From 2014, the 28-day smoking abstinence campaign ‘Stoptober’ is held in the Netherlands. Each year, more than 50,000 people participate in what has become a nation-wide collective cessation attempt. This study aims to determine the short-term effects of ‘Stoptober’ on participants’ smoking behavior and behavioral determinants. Stoptober participants completed online surveys before the start of the campaign (n
= 6856) and three months later (n
= 1127). Descriptive statistics and t-tests were performed to determine changes in smoking and behavioral determinants. Logistic regression analyses were used to identify differences between subgroups.
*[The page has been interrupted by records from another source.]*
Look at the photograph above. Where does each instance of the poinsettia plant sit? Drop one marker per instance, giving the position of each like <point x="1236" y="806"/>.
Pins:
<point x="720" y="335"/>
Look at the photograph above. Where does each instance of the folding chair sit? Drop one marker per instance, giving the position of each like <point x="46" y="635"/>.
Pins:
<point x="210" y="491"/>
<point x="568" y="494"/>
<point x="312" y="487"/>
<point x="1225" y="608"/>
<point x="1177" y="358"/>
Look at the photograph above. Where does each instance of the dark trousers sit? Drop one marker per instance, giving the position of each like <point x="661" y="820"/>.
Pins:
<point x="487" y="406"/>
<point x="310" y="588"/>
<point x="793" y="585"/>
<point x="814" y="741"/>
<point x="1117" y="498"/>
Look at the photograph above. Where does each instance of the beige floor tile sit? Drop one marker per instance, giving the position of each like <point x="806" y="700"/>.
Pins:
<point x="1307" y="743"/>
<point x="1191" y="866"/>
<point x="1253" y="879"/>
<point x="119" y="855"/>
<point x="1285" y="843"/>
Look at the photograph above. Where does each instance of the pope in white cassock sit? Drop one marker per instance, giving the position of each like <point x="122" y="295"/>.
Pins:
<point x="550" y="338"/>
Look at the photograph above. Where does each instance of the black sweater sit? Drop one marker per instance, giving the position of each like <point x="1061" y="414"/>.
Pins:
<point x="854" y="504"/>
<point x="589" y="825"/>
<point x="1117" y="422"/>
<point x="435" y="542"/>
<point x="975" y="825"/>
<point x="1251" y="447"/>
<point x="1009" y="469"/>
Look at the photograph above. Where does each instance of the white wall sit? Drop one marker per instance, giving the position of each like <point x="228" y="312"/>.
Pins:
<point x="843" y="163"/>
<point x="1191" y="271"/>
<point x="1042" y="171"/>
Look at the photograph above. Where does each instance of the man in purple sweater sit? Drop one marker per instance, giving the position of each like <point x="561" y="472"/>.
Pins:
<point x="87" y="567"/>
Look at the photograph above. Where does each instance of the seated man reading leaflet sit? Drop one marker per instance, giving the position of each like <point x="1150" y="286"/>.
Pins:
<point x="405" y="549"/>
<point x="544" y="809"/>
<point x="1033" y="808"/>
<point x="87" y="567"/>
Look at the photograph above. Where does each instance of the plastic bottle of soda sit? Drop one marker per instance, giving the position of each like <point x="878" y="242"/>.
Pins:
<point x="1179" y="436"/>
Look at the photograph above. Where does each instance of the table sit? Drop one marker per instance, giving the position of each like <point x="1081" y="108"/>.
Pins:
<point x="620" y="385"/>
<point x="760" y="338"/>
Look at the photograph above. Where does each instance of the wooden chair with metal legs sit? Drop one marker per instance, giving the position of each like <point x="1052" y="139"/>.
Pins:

After three months, 71.8% of respondents had quit smoking and consumption was reduced among sustained smokers. Cessation rates were similar for subgroups by age, sex and educational level. Cessation was positively associated with confidence and self-efficacy at baseline and negatively associated with past year quit attempts and addiction level at baseline. For quitters, we found favorable changes in attitude towards cessation related stress, social norms, social pressure to smoke, self-efficacy to quit, smoking habit strength and smoker identity. For sustained smokers, we found favorable changes in attitude towards cessation related stress, self-efficacy and smoking habit strength. These results suggest that an abstinence campaign with a wide reach in a national population may be effective in decreasing smoking prevalence and cigarette consumption among a broad range of participants.